Dans un article publié par le Wall Street Journal, elle met en lumière que de nombreuses aides des Nations unies sont détournées dans des régions en guerre majeures telles que la Somalie, la Syrie, l’Éthiopie et la bande de Gaza.
Le dilemme des aides humanitaires
L’auteure, qui enseigne à l’université hébraïque de Jérusalem, précise que la difficulté principale réside dans l’équilibre entre le sauvetage immédiat des vies civiles et le risque de renforcer à long terme les combattants armés.
Elle explique que les organisations humanitaires privilégient souvent leur maintien en activité. Le secteur emploie environ 570 000 personnes et gère un budget annuel d’environ 35 milliards de dollars. Refuser de collaborer avec des groupes armés pourrait conduire à l’exclusion de ces régions, réduisant les budgets et mettant en péril des emplois.
En Somalie, seulement un cinquième des aides parvient réellement aux familles bénéficiaires. Trois groupes mafieux contrôlent la majorité des contrats de transport d’aide du Programme alimentaire mondial (PAM), détournant entre 30 % et 50 % des cargaisons.
En Syrie, le régime de Bachar al-Assad a réussi à s’approprier 60 millions de dollars d’aides en 2020 uniquement.

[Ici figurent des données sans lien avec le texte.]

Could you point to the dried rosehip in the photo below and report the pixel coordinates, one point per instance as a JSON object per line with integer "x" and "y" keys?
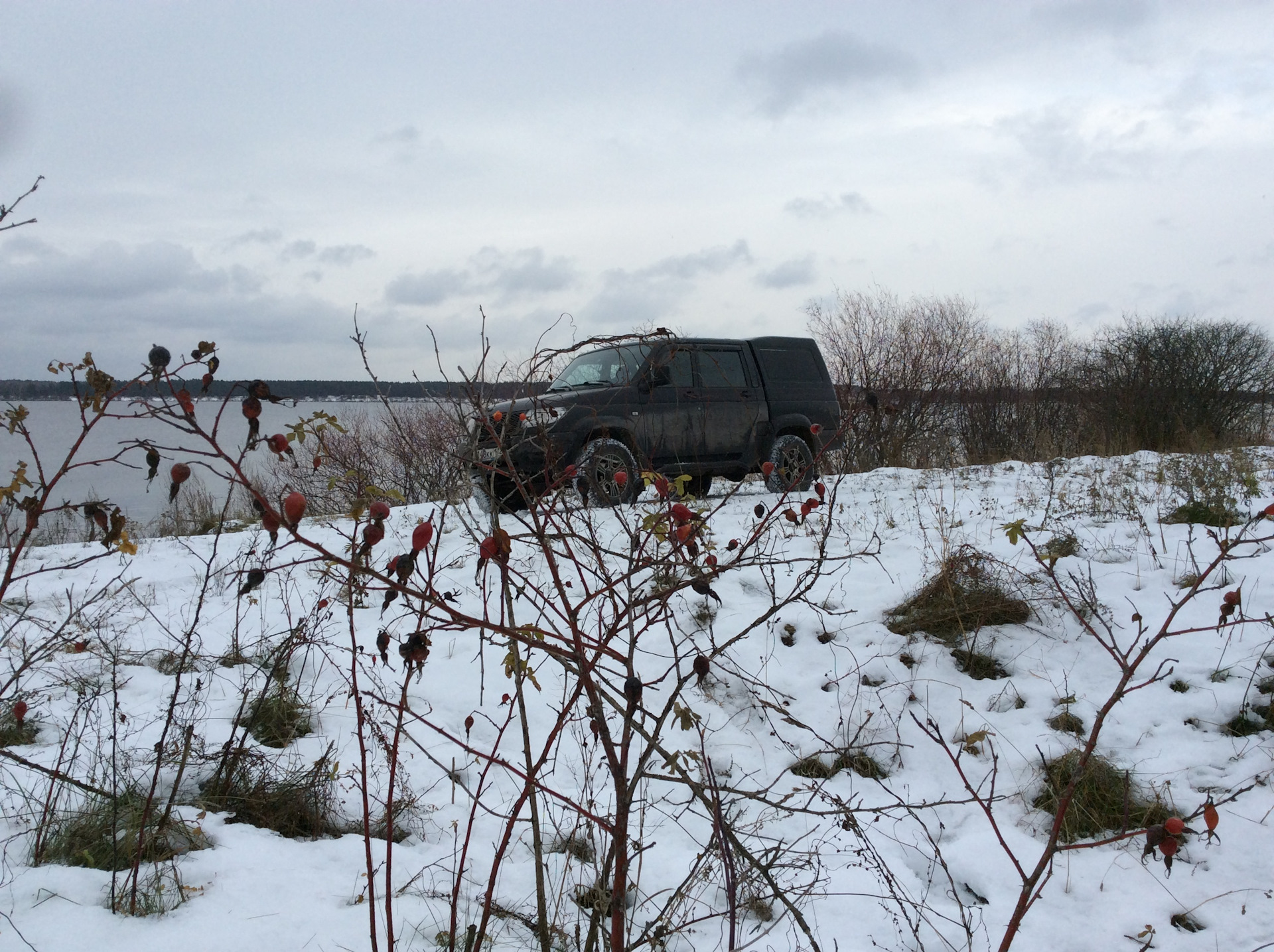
{"x": 293, "y": 508}
{"x": 180, "y": 473}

Dans la bande de Gaza, l’Agence des Nations unies pour les réfugiés palestiniens (UNRWA) continue de fournir des services malgré des accusations impliquant certains de ses employés dans l’attaque du 7 octobre 2023.
Des solutions concrètes proposées
La professeure insiste sur la possibilité de rendre des comptes si les donateurs exercent une pression ferme sur les organisations humanitaires. Les États-Unis, l’Union européenne et les pays du Golfe, qui financent à eux seuls plus de 70 % des budgets humanitaires mondiaux, pourraient imposer des conditions strictes à tous les bénéficiaires de fonds.
Elle réfute également la critique selon laquelle cesser les aides serait immorale car cela mettrait des vies civiles en danger. Elle cite l’exemple de la suspension de l’aide américaine à l’Éthiopie en 2023, qui n’a pas provoqué de catastrophe, mais a plutôt contribué à une baisse de la malnutrition.
Voici cinq conditions que les donateurs pourraient imposer pour sécuriser l’acheminement des aides :
- Transparence totale : Obligations de divulgation préalable de tous les frais liés au transport des aides, y compris les frais de sécurité et les taxes locales, assorties d’une suspension de financement de 12 mois en cas de manquement.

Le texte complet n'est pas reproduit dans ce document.